Energy Institute


Why do other European countries have cheaper electricity?

The gap between Irish and other European electricity prices is made up of higher costs here and lower costs in comparator countries.

The power needs of Ireland’s rapidly growing economy from 1996 to 2008 were met by substantial investment in new generation, transmission and the renewal of the distribution network. The servicing costs of this investment added to the cost of electricity in Ireland. The running costs of Ireland’s electricity system are higher because it relies heavily on a relatively expensive fuel (gas) and Irish wage rates are well above average in the EU. This combination of investment, fuel and wage rates tended to increase electricity costs in Ireland.

Some European countries have natural resource advantages that reduce their generation costs. Norway, Sweden and Austria have large hydropower resources because their geography is suited to the building of dams and hydroelectric plants 1.  As there is no fuel involved, once the cost of the dam has been met the marginal cost of hydropower is very low.

Our natural resources of hydropower at Ardnacrusha on the Shannon together with the hydro-stations on the Erne, Lee and Liffey were harnessed and exploited fully to provide the backbone of our original electricity system. With the sustained growth of our electricity system these now only account for about 2.5% of our electricity needs 2.


Electricity production per capita by fuel type (2013)



In the wake of the second oil crisis of 1979 some countries invested heavily in alternative technologies such as nuclear and now enjoy the benefits of the low marginal cost of nuclear power production. France and Belgium have achieved low running costs and prices as a result of historical investment in nuclear power - France gets 75% of its electricity from nuclear plants 3. However, Germany, France, Belgium and Sweden have all committed to phasing out their existing nuclear fleet.
The Netherlands has large reserves of natural gas that facilitated the efficient production of electricity from an easily accessed indigenous resource.

The UK relied heavily on indigenous coal supplemented by nuclear power and gas to meet its electricity base load requirements. The UK underpinned its “dash for gas” with North Sea gas.

What differs in Ireland is our high reliance on imported gas and the rapid expansion of our electricity demand between 1995 and 2008. As a result, the marginal cost of non-renewable power production in Ireland is relatively high, as are the debt servicing costs of recent investment in a modern but underutilised generation fleet. Gas-fired generation sets the wholesale electricity price on the Irish market. The price of electricity generated from natural gas in Ireland is also higher because our gas is more expensive than in Britain for example. EU countries that are as dependent on imported oil or gas like Cyprus and Italy have comparable electricity prices to Ireland 4.

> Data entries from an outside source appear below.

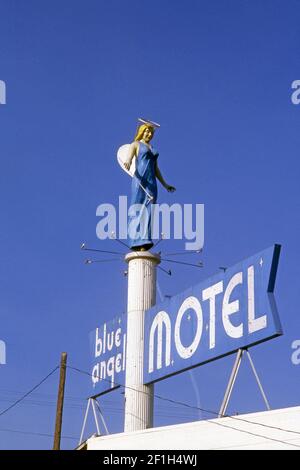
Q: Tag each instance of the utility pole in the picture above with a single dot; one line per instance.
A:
(60, 401)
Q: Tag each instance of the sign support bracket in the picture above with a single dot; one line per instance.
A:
(93, 402)
(232, 380)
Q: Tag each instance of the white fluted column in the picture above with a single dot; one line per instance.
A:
(141, 296)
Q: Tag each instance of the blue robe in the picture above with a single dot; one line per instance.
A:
(139, 224)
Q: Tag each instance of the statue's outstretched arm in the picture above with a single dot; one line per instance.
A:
(160, 178)
(131, 153)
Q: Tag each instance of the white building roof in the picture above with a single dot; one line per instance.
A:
(264, 430)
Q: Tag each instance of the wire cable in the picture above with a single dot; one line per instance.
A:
(210, 412)
(29, 392)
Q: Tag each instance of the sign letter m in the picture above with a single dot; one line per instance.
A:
(161, 319)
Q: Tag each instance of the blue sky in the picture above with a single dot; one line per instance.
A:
(217, 76)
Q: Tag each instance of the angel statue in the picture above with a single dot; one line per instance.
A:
(139, 160)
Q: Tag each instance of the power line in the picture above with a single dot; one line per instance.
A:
(36, 434)
(29, 392)
(210, 412)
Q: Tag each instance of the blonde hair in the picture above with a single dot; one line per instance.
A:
(141, 129)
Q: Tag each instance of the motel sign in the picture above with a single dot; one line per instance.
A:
(231, 310)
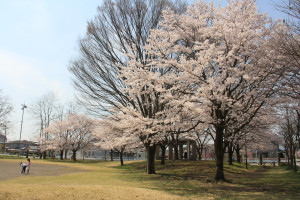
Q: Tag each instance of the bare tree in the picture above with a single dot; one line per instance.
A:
(288, 44)
(44, 112)
(292, 10)
(5, 109)
(120, 27)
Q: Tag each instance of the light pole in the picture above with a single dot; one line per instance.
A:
(4, 150)
(23, 108)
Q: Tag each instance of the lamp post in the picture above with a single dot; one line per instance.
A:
(4, 150)
(23, 108)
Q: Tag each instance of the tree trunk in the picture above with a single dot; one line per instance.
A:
(260, 159)
(163, 154)
(176, 152)
(111, 155)
(66, 154)
(121, 157)
(27, 152)
(150, 158)
(199, 155)
(238, 155)
(291, 157)
(61, 154)
(219, 154)
(230, 154)
(74, 155)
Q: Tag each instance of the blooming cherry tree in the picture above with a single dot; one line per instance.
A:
(212, 63)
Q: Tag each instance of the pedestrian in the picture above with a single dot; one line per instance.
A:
(23, 166)
(28, 165)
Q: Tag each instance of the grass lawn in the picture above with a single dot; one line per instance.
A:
(175, 180)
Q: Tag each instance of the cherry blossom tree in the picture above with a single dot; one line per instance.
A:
(5, 109)
(219, 58)
(109, 136)
(73, 132)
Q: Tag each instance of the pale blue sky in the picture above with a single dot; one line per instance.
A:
(37, 40)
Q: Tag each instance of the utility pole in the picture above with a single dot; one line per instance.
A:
(4, 150)
(23, 108)
(246, 151)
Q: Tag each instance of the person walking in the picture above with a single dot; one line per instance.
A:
(23, 166)
(28, 165)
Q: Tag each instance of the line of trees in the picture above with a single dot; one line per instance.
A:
(156, 71)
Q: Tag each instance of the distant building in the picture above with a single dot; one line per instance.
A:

Ireland’s small size means that our scale of power generation has capital, running and regulation costs that make the costs of generating electricity higher. We do not benefit from the economies of scale that larger and in some cases more densely populated countries like the Netherlands, Germany and the UK. The dispersed nature of our population required more power lines with greater infrastructural costs 5.

The lack of feasible alternative primary energy sources favoured natural gas at a time when it was cheap, quick and efficient to use. The rapid expansion of the economy drove investment to the point where the two combined to ensure that for a time Ireland’s electricity prices moved from being among the lowest to one of the highest in the EU.